TDD Vs. math formalism: friend or foe?

It is not uncommon to oppose the empirical process of TDD, together with its heavy use of unit tests, to the more mathematically based techniques, with the “formal methods” and formal verification at the other end of the spectrum. However I experienced again recently that the process of TDD can indeed help discover and draw upon math formalisms well-suited to the problem considered. We then benefit from the math formalism for an easier implementation and correctness.

It is quite frequent that maths structures, or more generally “established formalisms” as Eric Evans would say, are hidden everywhere in the business concepts we need to model in software.

Dates and how we take liberties with them for trading of financial instruments offer a good example of a business concept with an underlying math structure: traders of futures often use a notation like ‘U8’ to describe an expiry date like September 2018; ‘U’ means September, and the ‘8’ digit refers to 2018, but also to 2028, and 2038 etc. Notice that this notation only works for 10 years, and each code is recycled every decade.

The IMM trading floor in the early 70's (photo CME Group)

In the case of IMM contract codes, we only care about quarterly dates on:

  • March (H)
  • June (M)
  • September (U)
  • December (Z)

This yields only 4 possibilities for the month, combined with the 10 possible year digits, hence 40 different codes in total, over the range of 10 years.

How does that translate into source code?

As a software developer we are asked all the time to manage such IMM expiry codes:

  • Sort a given set of IMM contract codes
  • Find the next contract from the current “leading month” contract
  • Enumerate the next 11 codes from the current “leading month” contract, etc.

This is often done ad hoc with a gazillion of functions for each use-case, leading to thousands of lines of code hard to maintain because they involve parsing of the ‘U8’ format everytime we want to calculate something.

With TDD, we can now tackle this topic with more rigor, starting with tests to define what we want to achieve.

The funny thing is that in the process of doing TDD, the cyclic logic of the IMM codes struck me and strongly reminded me of the cyclic group Z/nZ. I had met this strange maths creature at school many years ago, I had a hard time with it by the way. But now on a real example it was definitely more interesting!

The source code (Java) for this post is on Github.
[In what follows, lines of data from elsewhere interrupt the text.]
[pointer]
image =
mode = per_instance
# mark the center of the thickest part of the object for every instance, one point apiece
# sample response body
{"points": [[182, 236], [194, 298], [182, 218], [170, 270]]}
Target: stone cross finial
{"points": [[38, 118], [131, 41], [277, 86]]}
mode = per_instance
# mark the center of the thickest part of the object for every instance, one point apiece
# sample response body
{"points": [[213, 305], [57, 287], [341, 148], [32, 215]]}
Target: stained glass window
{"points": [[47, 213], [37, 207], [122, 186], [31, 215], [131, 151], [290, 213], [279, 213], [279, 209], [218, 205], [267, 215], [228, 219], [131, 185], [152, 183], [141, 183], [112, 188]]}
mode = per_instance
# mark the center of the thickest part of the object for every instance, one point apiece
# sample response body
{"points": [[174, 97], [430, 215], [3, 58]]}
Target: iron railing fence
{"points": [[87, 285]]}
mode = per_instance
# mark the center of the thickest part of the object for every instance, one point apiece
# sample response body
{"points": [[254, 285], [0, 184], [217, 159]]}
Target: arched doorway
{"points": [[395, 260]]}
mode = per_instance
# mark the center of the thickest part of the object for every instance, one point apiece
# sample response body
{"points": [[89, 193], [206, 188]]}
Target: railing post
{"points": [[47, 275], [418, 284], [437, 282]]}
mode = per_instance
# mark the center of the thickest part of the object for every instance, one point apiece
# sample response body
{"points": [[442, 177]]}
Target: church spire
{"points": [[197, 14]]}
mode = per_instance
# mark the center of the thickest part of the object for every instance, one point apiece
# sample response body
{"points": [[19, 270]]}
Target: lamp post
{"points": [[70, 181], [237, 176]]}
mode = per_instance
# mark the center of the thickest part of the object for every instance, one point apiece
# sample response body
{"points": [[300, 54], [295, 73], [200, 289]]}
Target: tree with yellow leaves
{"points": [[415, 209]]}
Draw on established formalisms

Thanks to Google it is easy to find something even with just a vague idea of how it’s named, and thanks to Wikipedia, it is easy to find out more about any established formalism like Cyclic Groups. In particular we find that:

Every finite cyclic group is isomorphic to the group { [0], [1], [2], …, [n ? 1] } of integers modulo n under addition

The Wikipedia page also mentions a concept of the product of cyclic groups in relation with their order (here the number of elements). Looks like this is the math-ish way to say that 4 possibilities for quarterly months combined with 10 possible year digits give 40 different codes in total.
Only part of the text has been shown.